The officer’s concern brings to mind Hannah Arendt’s diagnosis of the situation for ‘undesirable’ refugees and the stateless, for whom there is no law and no place to turn to, no rights to claim. Inmates are indeed reduced to a condition of bare life, denied both political and legal representation. The hunger strike should be interpreted in this light: an act of refusal and rebellion against their being forcefully made invisible to the rest of the society. A way to make this visible in the only possible way left available: by using their bodies.
This is Noman’s Land
There is a spatial approach and a racial control through which migrant populations are managed in Europe today. Through spatial means to the extent that spaces of detention and deportation need to be produced and reproduced. Through racial control in the sense that it targets disproportionately populations racialized as non-white.
The condition of rightlessness is partly generated by the fact that residents of Kærshovedgård are not referred to as detained – although this indeed is a matter for debate (Ugelvik & Ugelvik, Valenta & Thorshaug). As the hunger strikers at Kærshovedgaard observe:
‘We have to pass by seven locked gates and doors to get out and back in again … We are treated like criminals, but still, prisoners have more rights than we do’.
The biometric control system enables the immigration service to register residents’ movements inside and out of the centre; a practice which has been directly criticised by the so-called Helsinki-committee. Also, failure to regularly register and be present can generate a prison sentence of up to one and a half years. But according to authorities, residents are nevertheless ‘free to move and free to leave’ at any time; yet whether they leave to their countries of origin, or abscond and remain irregularly in Denmark or elsewhere in Europe, whether they remain detainable and deportable, seems to mean very little to these Danish authorities.
Indeed, what seems vital for them is to find ways to offload responsibility for the residents’ fate. In a recent article on the treatment of rejected asylum-seekers in the Netherlands, Barak Kalir coins the term ‘surrogate deportation’ to describe the strategy, which saves states any costs and administrative efforts associated with forced removals, such as: operating detention, administering appeals processes, purchasing flight tickets, arranging travel documents, and offering medical attention.

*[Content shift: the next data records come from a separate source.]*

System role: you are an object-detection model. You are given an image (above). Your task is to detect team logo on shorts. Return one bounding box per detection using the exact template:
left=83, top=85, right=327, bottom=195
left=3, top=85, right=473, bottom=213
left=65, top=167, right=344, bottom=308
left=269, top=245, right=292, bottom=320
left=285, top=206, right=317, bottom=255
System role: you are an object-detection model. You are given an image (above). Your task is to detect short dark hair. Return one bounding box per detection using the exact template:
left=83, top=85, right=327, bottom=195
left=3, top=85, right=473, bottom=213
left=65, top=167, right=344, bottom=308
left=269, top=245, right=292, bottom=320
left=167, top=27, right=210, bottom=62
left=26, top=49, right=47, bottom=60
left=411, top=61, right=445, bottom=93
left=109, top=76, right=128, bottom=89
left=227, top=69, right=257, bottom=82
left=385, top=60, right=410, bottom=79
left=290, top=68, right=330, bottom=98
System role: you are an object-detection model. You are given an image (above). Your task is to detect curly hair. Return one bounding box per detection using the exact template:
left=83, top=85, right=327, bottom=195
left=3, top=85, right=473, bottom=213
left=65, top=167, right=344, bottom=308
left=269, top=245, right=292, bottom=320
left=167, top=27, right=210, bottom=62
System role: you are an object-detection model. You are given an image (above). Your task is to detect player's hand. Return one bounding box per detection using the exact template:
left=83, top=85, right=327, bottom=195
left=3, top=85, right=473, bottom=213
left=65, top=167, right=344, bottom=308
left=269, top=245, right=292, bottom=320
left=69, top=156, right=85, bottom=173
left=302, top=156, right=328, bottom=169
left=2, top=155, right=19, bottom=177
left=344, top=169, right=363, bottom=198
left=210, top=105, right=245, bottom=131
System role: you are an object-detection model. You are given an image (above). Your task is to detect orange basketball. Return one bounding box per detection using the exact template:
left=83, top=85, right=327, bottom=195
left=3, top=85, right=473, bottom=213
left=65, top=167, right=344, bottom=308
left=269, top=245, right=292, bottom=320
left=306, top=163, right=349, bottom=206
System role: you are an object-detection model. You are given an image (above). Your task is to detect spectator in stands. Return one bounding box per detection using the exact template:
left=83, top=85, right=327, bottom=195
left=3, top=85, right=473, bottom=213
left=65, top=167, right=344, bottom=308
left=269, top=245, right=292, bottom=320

Hunger strikers have not managed to engage their controlling, or ‘caretaking’ state representatives in dialogue regarding their action. People at Kærshovedgaard and Sjælsmark are ‘nobody’s problem’ in no man’s land – at least not until they ‘show up’ in another European country to get trapped in yet another of the vicious cycles of the European bureaucratic roundabout procedures. Meanwhile, the Danish version of a deportation centre provides the state with an economically, politically, and legally convenient alternative to detention. For the people at Kærshovedgaard and Sjælsmark this can only mean being trapped in a legal and social limbo, deprived of their basic rights. This is why people have been on hunger strike at Kærshovedgaard, to expose and thereby counter the culture of criminalisation, abandonment, and deportation.